The traditional battle between CCD and CMOS sensors is almost over, with victory in favour of sensors with CMOS technology. When it comes to vital decisions in designing a machine vision system, we must now turn to a few key sensor parameters which will have a greater influence on the final performance of the system. In this article, we will explore these parameters and analyse what types of vision applications will benefit the most from each of them.

The Influence of Pixel Size

Pixels are the individual elements which capture light to make up an image. The ability of a pixel to convert an incident photon to charge is specified by its quantum efficiency, which will be different for different wavelengths.

In machine vision cameras, pixels are normally between 1.85μm to 9μm and although the pixel size is normally underrated, it can be quite important when choosing the right optics for the application.

Large pixel sizes typically offer better saturation capacities and signal to noise ratios, resulting in better dynamic range. Smaller pixels are good for low noise applications and allow bigger resolutions with smaller sensor sizes, facilitating the choice of optics. Big pixel sizes are often required in applications like astronomy or traffic, while small pixel sizes can be beneficial for biomedical applications.

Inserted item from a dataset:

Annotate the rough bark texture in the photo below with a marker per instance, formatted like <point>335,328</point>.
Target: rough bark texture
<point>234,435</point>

The Importance of Sensor Size

The sensor is the camera´s active area and its size is important to understand the end system’s field of view. For a fixed focal length, bigger sensors will achieve greater fields of view. However, this doesn’t come for free. Bigger sensor sizes will require supporting optics that don’t degrade the image towards the edges or produce greater distortions.

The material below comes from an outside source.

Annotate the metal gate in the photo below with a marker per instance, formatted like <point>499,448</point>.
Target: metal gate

Difference between Monochrome vs Colour Sensors

This is a common question that many users face when choosing a camera for their application. The big majority of colour sensors use an optical filter on each pixel to separate incoming light into a series of colours. This is commonly known as a Bayer Filter.

Since more pixels are required to recognise colour, these sensors will yield lower effective resolution than their monochrome counterparts. Colour sensors would be appropriate in applications that require colour segmentation or classification. However, monochrome sensors are better for high accuracy applications, such as metrology or barcode scanning.

Difference between Rolling vs Global Shutter Sensors

Industrial cameras are often available with a range of rolling shutter sensors and global shutter sensors.

A global shutter sensor exposes and samples simultaneously. This means that the image acquisition starts and stops at the same time for all the pixels.

However, a rolling shutter sensor exposes and samples sequentially, which means that each line of the image is sampled at a different time, resulting in distorted images when there’s presence of a moving object.

With these differences in mind, rolling shutter sensors are recommended for low budget applications with stationary targets, or targets that move at very low speeds, such as life sciences or metrology applications.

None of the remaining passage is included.